The key differences from Custom GPTs:
- Deploy anywhere — Telegram, Discord, WhatsApp, not just ChatGPT
- Choose any model — Claude, GPT, Gemini, DeepSeek, and 50+ others
- Persistent memory — Your agent remembers context across conversations
- Real skills — Web browsing, code execution, file management, image generation
- Isolated infrastructure — Each agent runs in its own container with dedicated resources
- Your agent, your rules — No third-party branding, no platform lock-in
You can try the OpenClaw Launch configurator for free to see how it compares. If you've already written good instructions for a Custom GPT, you're 90% of the way to deploying a more capable agent.
Making the Switch: What Carries Over
The good news is that the work you did on your Custom GPT isn't wasted. Here's what translates directly:
- System prompt / instructions — The behavioral rules you wrote for your Custom GPT work the same way in any AI agent platform.
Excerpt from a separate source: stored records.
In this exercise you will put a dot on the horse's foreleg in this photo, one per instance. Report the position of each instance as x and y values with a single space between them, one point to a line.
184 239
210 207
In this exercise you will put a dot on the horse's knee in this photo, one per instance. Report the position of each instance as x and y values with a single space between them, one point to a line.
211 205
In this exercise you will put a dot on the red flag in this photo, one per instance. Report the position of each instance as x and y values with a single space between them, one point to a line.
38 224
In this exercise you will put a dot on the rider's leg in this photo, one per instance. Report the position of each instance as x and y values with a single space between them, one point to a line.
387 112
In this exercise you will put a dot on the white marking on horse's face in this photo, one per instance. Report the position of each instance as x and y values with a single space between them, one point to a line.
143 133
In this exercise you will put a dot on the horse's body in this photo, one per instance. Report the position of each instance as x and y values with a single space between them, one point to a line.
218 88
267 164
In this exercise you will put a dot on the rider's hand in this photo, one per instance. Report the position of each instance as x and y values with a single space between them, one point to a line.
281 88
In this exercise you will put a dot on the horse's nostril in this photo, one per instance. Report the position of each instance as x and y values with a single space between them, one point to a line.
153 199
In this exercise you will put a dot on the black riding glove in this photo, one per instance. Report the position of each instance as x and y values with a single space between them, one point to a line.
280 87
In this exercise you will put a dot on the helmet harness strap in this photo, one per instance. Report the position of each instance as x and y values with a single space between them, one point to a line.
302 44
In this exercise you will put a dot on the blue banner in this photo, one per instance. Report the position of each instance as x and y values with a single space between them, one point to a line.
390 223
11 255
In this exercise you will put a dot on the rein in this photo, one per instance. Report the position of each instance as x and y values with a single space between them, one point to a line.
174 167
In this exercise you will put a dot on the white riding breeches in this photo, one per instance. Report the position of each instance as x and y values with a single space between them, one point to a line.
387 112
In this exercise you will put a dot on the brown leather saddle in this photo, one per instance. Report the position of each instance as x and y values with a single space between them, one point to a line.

Copy them over.
- Knowledge and context — Your understanding of what information the agent needs carries over, even if the file upload mechanism differs.
- Use case clarity — You now know exactly what you want your agent to do. That clarity is the hardest part, and you've already done it.
What changes is the deployment model. Instead of sharing a ChatGPT link, you give users a Telegram bot to message or a Discord bot to add to their server. The agent meets users where they are, which typically results in dramatically higher engagement.
Summary
Custom GPTs are a great entry point into building AI assistants. The builder is intuitive, the capabilities are solid, and for personal use within ChatGPT, they work well. But they're fundamentally limited by the ChatGPT platform — you can't deploy them elsewhere, you can't choose other models, and you can't build a real product on top of them.
When you're ready for more, the transition is smooth. The skills you learned writing Custom GPT instructions apply directly to more capable platforms. The main decision is whether you want to self-host (more control, more work) or use a managed platform like OpenClaw Launch (less work, small monthly cost). Either way, you'll be surprised how much more your AI agent can do once it's free from the ChatGPT sandbox.